# RZR S 800 Brakes Sticking...Anyone??



## muddaddict

I have an 09 RZR S 800 with 700 miles on it. I have had it sitting for about 3 months without being ridden. Anyway, I had a brand new motor dropped in it and since Ive had it home, I noticed the brakes are engaged at all times, as if I am pressing the brakes down. Sometimes I can roll it forward and then in reverse and it will free up. Or, sometimes it will start out stuck and if I let the bike sit for a while, they will release. Its the craziest thing. I have no idea where to start.
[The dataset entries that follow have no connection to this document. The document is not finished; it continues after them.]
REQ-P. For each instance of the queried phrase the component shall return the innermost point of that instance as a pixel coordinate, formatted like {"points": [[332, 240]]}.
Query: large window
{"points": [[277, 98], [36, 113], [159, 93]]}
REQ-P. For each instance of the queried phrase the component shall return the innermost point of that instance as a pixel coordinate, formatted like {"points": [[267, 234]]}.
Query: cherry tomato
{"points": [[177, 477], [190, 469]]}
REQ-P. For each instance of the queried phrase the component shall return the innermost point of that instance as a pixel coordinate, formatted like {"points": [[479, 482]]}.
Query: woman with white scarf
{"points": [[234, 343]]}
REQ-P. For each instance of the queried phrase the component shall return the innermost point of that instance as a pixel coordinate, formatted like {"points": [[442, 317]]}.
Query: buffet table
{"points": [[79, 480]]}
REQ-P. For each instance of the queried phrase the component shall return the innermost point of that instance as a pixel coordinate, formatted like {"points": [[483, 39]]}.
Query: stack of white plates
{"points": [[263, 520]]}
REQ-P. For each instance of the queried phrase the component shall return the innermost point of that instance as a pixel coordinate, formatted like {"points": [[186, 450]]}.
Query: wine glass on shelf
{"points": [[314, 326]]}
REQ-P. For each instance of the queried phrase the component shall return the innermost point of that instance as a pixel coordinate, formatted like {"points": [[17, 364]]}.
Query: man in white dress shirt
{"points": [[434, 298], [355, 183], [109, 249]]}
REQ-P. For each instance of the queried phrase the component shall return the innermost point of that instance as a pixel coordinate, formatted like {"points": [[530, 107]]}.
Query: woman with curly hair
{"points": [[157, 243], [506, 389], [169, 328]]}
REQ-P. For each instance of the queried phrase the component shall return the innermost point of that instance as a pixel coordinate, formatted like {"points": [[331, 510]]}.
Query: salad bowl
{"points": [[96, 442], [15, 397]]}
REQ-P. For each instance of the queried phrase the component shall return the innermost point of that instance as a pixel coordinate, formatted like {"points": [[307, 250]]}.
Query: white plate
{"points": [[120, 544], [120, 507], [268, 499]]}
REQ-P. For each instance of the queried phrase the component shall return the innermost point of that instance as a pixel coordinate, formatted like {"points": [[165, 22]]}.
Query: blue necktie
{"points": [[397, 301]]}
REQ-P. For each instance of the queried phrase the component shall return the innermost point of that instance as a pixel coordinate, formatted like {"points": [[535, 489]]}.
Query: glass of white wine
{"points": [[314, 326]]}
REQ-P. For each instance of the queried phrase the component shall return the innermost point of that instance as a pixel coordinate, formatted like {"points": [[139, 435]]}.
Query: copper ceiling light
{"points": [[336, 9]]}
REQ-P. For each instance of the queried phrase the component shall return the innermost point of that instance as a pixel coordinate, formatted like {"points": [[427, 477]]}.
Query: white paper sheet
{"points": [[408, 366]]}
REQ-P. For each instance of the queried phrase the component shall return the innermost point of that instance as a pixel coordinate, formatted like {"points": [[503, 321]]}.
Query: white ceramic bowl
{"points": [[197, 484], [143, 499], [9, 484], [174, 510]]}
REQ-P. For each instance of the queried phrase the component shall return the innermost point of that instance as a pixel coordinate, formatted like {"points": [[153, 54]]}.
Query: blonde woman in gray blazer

My wife does ride a lot of water/mud so maybe the brake pedal is rusty?? Or maybe something go into the master cylinder and caused one of the valves to stick?? Anyway, if there is anyone has had some experience with this issue, please let me know some pointers on how to get it fixed. 

Things I have already tried: 
Checking Fluid level 
Checked for built up pressure 
WD40'd the entire brake system 
Checked for bent, broken, pinched, leaking lines 

Any help is greatly appreciated.


----------



## muddaholic 09

well Ill say this. my breaks froze up on me due to a very bad choice. I broke a break line at nats this year so I pinched it off. here is the really bad choice I made, but it was all I had at the time. so let me make this very clear to everyone TRANSIMATION fluid does not work in the break system of a rzr. it did however work of sat night but we did a lot of water riding so the fluid stayed cool. but the next time I rode it the master cylinder seals gave out and the breaks locked up. everyone said I would have been better off putting water in my breaks. but I trusted my friend cause he is an engineer for husk varna and is a pretty good mechanic.. but all and all it was a 125$ mistake that I got lucky and warnty covered it so I just let the dealership keep the new one and they gave me my money back. 

so let me say that if u can push ur breaks all the way with no pressure then ur master cylinder is prob bad.


----------